Among the lots surveyed was Ashley Mill (then occupied by J Crowther) together with the adjacent builder’s yard occupied by John Ives. There was a timber yard, also occupied by John Ives, and a substantial dwelling called Moor House, then lived in by Fred Ives a son of John born in 1845. John Ives & Son were a firm of Shipley builders and contractors active in the late nineteenth century; the firm employed several hundred men. John Ives himself was born around 1814 and in 1871 he and his wife Grace lived at 11 Commercial Street, Shipley.

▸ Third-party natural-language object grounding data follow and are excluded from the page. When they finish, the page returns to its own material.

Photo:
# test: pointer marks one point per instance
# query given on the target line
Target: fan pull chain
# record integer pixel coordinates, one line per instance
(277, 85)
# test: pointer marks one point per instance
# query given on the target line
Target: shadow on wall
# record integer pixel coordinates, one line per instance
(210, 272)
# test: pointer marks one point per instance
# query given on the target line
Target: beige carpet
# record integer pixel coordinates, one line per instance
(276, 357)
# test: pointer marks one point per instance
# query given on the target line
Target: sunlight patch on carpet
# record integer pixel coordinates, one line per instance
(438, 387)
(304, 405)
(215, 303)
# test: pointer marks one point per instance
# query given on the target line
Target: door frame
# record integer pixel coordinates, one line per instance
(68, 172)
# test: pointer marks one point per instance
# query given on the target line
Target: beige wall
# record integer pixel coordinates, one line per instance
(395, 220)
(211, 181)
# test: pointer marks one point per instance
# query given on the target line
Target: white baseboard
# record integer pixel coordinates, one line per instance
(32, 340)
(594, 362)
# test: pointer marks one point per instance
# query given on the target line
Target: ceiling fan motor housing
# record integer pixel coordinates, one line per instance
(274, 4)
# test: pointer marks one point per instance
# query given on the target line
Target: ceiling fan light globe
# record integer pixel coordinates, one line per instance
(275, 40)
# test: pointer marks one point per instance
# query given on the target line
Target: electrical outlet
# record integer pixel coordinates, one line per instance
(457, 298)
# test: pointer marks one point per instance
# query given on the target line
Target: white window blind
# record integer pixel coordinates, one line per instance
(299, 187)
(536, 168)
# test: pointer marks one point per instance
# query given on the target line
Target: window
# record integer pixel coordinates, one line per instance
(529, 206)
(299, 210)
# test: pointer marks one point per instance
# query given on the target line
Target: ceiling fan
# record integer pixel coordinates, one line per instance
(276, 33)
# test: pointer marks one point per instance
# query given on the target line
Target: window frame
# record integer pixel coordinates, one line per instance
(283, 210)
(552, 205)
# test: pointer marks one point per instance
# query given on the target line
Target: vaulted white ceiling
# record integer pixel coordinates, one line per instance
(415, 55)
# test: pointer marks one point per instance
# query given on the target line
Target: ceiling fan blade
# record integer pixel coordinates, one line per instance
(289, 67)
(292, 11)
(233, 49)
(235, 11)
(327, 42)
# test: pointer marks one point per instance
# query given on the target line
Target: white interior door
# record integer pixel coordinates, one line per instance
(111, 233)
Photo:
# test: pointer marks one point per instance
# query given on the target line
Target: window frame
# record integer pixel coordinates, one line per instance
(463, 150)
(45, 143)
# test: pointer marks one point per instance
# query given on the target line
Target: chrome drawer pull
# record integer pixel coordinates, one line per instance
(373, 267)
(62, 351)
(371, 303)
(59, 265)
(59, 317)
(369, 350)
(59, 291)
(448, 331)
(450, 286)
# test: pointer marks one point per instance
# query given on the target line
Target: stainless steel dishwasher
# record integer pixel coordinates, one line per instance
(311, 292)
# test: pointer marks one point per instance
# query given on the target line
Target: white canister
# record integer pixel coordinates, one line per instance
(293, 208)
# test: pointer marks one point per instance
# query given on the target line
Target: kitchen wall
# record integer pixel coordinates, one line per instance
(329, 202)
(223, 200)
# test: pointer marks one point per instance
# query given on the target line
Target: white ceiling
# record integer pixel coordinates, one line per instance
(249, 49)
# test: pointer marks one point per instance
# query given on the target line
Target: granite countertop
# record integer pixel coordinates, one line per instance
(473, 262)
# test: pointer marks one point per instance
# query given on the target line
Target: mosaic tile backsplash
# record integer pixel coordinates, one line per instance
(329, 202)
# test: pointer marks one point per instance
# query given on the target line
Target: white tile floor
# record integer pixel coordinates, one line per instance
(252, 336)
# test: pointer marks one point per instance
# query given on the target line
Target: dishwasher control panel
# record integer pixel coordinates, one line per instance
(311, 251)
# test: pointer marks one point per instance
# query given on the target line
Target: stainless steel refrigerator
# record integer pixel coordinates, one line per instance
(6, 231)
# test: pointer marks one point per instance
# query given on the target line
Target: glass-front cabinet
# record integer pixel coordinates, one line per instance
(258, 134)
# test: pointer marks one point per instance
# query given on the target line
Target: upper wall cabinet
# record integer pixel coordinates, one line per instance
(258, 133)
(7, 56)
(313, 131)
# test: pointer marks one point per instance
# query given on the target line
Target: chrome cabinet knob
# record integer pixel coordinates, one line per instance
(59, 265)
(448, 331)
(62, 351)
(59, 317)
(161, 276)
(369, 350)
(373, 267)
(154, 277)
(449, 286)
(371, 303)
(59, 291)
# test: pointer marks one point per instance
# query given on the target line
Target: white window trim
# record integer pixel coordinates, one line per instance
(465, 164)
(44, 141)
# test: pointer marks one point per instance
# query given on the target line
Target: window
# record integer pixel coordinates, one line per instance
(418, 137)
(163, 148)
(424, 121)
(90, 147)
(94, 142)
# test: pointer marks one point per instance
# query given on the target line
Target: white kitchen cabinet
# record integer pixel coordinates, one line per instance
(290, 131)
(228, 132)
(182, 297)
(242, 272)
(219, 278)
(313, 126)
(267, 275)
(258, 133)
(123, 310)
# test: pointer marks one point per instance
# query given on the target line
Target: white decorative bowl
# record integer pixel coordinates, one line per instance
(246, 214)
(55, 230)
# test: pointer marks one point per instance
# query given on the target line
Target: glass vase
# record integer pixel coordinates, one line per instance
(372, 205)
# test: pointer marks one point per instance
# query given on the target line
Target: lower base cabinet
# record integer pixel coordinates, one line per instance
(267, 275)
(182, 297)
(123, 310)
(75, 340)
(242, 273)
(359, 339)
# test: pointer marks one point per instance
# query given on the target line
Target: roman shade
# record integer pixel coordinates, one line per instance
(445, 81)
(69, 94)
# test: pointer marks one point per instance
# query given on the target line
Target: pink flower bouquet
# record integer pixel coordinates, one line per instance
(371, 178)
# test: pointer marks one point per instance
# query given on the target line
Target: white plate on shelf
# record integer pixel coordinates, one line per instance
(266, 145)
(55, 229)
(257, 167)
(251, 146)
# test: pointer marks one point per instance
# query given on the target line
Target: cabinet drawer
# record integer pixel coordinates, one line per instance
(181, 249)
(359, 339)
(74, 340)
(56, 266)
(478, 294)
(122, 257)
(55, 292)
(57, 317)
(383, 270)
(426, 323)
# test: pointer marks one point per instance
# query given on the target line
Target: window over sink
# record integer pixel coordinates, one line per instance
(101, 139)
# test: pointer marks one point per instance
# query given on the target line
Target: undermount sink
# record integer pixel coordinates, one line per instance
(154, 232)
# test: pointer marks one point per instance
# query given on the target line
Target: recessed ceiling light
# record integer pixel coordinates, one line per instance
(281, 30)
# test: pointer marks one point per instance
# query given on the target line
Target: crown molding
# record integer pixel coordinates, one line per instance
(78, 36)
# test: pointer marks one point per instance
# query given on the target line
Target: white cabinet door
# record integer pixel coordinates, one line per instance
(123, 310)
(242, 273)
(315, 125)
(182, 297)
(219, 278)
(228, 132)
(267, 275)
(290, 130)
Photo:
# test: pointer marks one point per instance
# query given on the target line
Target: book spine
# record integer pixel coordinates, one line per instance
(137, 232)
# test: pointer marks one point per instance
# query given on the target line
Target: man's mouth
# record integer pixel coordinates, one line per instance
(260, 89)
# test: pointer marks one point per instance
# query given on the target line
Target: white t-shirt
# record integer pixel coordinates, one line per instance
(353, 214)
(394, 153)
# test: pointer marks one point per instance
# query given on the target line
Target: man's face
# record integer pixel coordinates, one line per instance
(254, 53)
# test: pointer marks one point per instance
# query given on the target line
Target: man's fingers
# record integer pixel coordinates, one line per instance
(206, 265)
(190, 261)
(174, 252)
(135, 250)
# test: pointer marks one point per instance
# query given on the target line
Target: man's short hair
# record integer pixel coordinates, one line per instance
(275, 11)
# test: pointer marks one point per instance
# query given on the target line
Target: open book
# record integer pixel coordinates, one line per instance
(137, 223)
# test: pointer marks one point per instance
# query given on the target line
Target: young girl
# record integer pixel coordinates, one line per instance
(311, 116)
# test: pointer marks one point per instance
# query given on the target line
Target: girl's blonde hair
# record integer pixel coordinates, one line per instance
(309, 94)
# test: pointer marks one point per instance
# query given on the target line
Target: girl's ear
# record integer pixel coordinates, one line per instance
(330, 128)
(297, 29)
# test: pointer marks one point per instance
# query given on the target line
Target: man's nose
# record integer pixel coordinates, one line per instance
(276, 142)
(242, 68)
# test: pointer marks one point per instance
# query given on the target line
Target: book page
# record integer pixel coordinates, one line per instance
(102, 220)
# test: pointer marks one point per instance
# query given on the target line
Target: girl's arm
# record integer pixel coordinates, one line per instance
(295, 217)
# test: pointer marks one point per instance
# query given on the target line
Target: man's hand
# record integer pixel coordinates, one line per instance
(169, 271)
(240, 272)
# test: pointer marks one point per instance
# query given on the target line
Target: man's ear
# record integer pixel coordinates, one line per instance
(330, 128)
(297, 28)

Their most famous construction was Bradford Town (now City) Hall (1870-1873), but they were also one of the contracting firms who worked for Sir Titus Salt at Saltaire.
On the plan there was also a house and shop in Saltaire Road, and a vacant lot next to a complex of three quarries complete with ‘the ungotten stone therein’. Determining the owners and operators of quarries is never easy. Operators may change quite frequently and quarries might work or ‘stand’ depending on the prevailing economic situation. This plan, and the OS map of 1889, certainly show extensive evidence of quarrying in this area. The Earl and Countess of Rosse are mentioned as neighbouring landowners on the plan. In the early 1870s their agents produced a definitive map and list of Rosse Estate quarries. The two in this immediate area were operated by John Learoyd (died 1874) and Mr E Butterfield. How you distinguished between their quarries and the stone bearing land for sale, on the ground, I am not sure.
The solicitor handling the sale was George E Mumford. Mumford’s chambers were in Piece Hall Yard, Bradford and then at Bradford Yorkshire Bank Chambers. He was solicitor for Samuel Cunliffe Lister of Manningham Mills and also secretary to the governors of Bradford Grammar School. The surveyor was William Booth Woodhead who I assume drew up this plan.
The sale was to be held at ‘The Good Templars Hall’, Shipley. The Independent Order of Good Templars (IOGT) was an American institution founded in 1851 and introduced to the UK in 1868. The Templars were described as ‘secret and mystic’ (Bradford Observer January 1873) and were evidently concerned with promoting teetotalism. Angus Holden was a noted local member. They had lodges, regalia and officers, in which respect they seemed to have resembled Freemasons who numbered Fred Ives among their number. Unlike the Masons both men and women could be members of IOGT. They had at least 16 lodges in Bradford and several thousand members. The Licensed Victuallers Protection Society considered that they needed to ‘combat the actions’ of the Good Templars who they regarded as aggressive teetotallers. How IOGT differed in outlook from the Band of Hope or the Rechabites I am not certain.
Templars Hall is often mentioned in contemporary newspapers but without a postal address being given. Where was it? In Shipley the Templars seem to have gathered in an old Primitive Chapel at Briggate, which had been bought by Edward Holden. Perhaps this was the Templars’ Hall.
There is a 25 inch OS map of 1889, that is about a decade after the sale. Ashley Mill survived and has extended into the builders yard. In fact the building is still standing today. The timber yard became a wharf. Moor House looks unchanged and in the 1881 census Fred Ives still seems to be living there; however the quarry has extended into its garden. The adjacent Shipley House, not part of this sale, has been demolished and replaced by new housing. On the other side of Moor House, Crow Gill quarry has become a small public park.